I love co-sleeping, as regular readers will know! The most frequent question I get about it, though, is why? Why did we choose to co-sleep?
Well, initially, we weren’t sure if we were going to—you can read all about our co-sleeping experience here. But there are several reasons for our continued (indefinite lol) cosleeping.
it makes nighttime breastfeeding easier – with my first, it was already a chore to figure out how to latch the baby, get set up with pillows, etc. But even once I got the hang of things, it’s just so much easier. I’d much rather wake up with both sides of my cami unclipped with vague memories of night nursing, rather than get out of bed, waking myself up properly multiple times a night.
it reduces risk of SIDS – just sleeping in the same room as their parents helps babies avoid SIDS. Best guesses are that they can mimic adult breathing patterns (babies aren’t so good at remembering to breathe sometimes when they’re new); and that parents are more in-tune when close to their children, so can check if they feel something might be awry. I had several times with Gwendolyn where I wasn’t sure if she was breathing, and I had to mess with her until I could tell (or maybe even get her going, still unsure)
you can help children if they are sick or in trouble – when you’re nearby, you can help asap.

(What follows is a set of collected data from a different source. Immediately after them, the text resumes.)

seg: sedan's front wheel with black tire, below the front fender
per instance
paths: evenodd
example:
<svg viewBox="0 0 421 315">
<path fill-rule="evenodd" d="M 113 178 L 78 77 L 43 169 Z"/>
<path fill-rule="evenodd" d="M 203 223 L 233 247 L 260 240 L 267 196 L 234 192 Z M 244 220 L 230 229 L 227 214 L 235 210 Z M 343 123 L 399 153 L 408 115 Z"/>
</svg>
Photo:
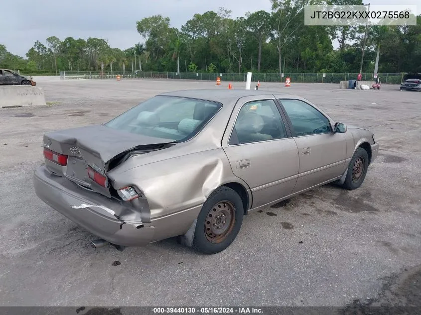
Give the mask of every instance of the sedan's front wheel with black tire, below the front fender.
<svg viewBox="0 0 421 315">
<path fill-rule="evenodd" d="M 362 165 L 361 165 L 362 163 Z M 342 187 L 348 190 L 357 189 L 364 182 L 368 169 L 368 153 L 363 148 L 358 148 L 348 166 L 345 182 Z"/>
</svg>

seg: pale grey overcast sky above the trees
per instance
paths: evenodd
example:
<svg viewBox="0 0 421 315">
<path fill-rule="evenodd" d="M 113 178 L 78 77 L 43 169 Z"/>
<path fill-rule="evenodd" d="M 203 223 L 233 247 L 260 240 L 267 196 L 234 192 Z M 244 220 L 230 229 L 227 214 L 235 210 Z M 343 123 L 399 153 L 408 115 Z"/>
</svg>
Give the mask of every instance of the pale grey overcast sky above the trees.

No one likes barf in their bed, but it’s better than a sleepy baby stuck on their back struggling to spit up alone. (Our record is 4 sheet changes in one night.)
you’re always there to comfort them – I don’t know how other people’s kids are, but mine will randomly moan, or cry in the night. Usually, just a comforting hand on their back, or a ‘shhh, I’m here’ calms them straight away. If it doesn’t….breastfeeding to the rescue!
you don’t have to get out of bed – I hate being woken up. Like, I’m not very nice when woken up if I don’t want to wake up. I also hate being cold. If I had to get out of bed all the time to deal with tiny quick-fixes, I think I’d be really, really sad.
it promotes bonding – imagine: snuggling up to your babies as they drift off to sleep. Even if they need something later, they know that you will be there to help them. If they wake up scared, you’re there for a cuddle. In the morning, you have more snuggles, and each others’ smiles are the first thing that greets you. Your kids have a stronger sense of belonging. You get to see them sleeping peacefully (which is often a saving-grace in parenting).
it’s cozy af – Most nights, even if both children have legs draped over me, I go to bed smiling. Little arms just barely touching you to make sure you’re still there. Sweet, sleeping faces. Our room is always cold in winter, so cuddling together is the best. They breathe in and out gently, as you breathe in these amazing moments with your special little humans.
If you co-sleep, what’s your favourite part about it? If you don’t, what other questions do you have? I’d love to answer them for you!